Get Everything in Writing and Save Copies For Yourself
Arguably the most important advice for moving is to get everything in writing, and keep copies for yourself. If you’re signing a lease, giving or accepting first and last month’s rent, or otherwise agreeing to an particular term of your tenancy, you want this in writing. Just as important, be sure you keep copies for yourself.
Take Photos of An Apartment When Moving In and Out
If you are moving in or out of an apartment, take advantage of your smartphone’s camera and take pictures of your unit. Disputes over the condition of a rental unit can easily be resolved if the tenant or landlord has photographic evidence of the apartment. Even if you are certain that no problems will arise, take five minutes and do this simple step. Even better, ask a friend or family member to come with you to the apartment, so you have a witness if such a problem does come up. This is a simple piece of advice for moving that can make all the difference later on.

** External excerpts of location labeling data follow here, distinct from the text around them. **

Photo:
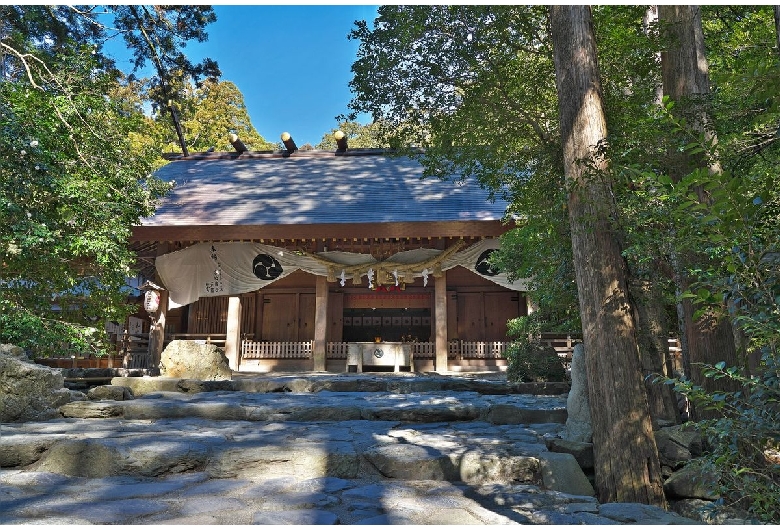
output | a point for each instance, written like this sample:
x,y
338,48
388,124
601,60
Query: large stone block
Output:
x,y
578,422
561,472
28,391
188,359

Know What to Do About Poor Conditions in a Rental Unit
Another important piece of advice for moving is to know what to do if your apartment is not in the condition it is suppose to be. In such a case, you should immediately contact the landlord, report the problem (in writing), and give the landlord an opportunity to correct the defects. If the landlord fails to take care of it, you can file a complaint with the City of Boston Inspectional Services (if you are renting outside of Boston, contact your town or city government for the appropriate agency to file a complaint).
It is important to know that a landlord cannot retaliate against a tenant for filing such a complaint. In other words, the landlord cannot “punish” a tenant by evicting them or changing the terms of their tenancy.
For landlords, be certain to address complaints in an apartment promptly. Failure to do so can lead to larger problems down the road.
Be Aware of Massachusetts’s Security Deposit Law
Massachusetts has one of the strictest security deposit laws in the country. This law is so long and detailed that most do not understand all of its provisions, and many landlords fail to comply with it. For this reason, I advise that landlords do not accept a security deposit. If you are a landlord and have accepted a security deposit, consider speaking to a landlord-tenant attorney to ensure you are in compliance with this law.
For tenants, problems with security deposits often arise when tenants attempt to get their deposits back. If you are having such a problem, an attorney may be able to help. Massachusetts’s security deposit law provides for attorney fees and treble damages against landlords who do not follow this law.
Don’t Get “Storrowed”
In addition to always having traffic, Storrow Drive is known for being a “trap for the unwary” on moving day. Trucks are not allowed on this parkway, and each year, at least one renter makes the news for getting stuck under one of Storrow Drive’s many bridges. Don’t let this be you.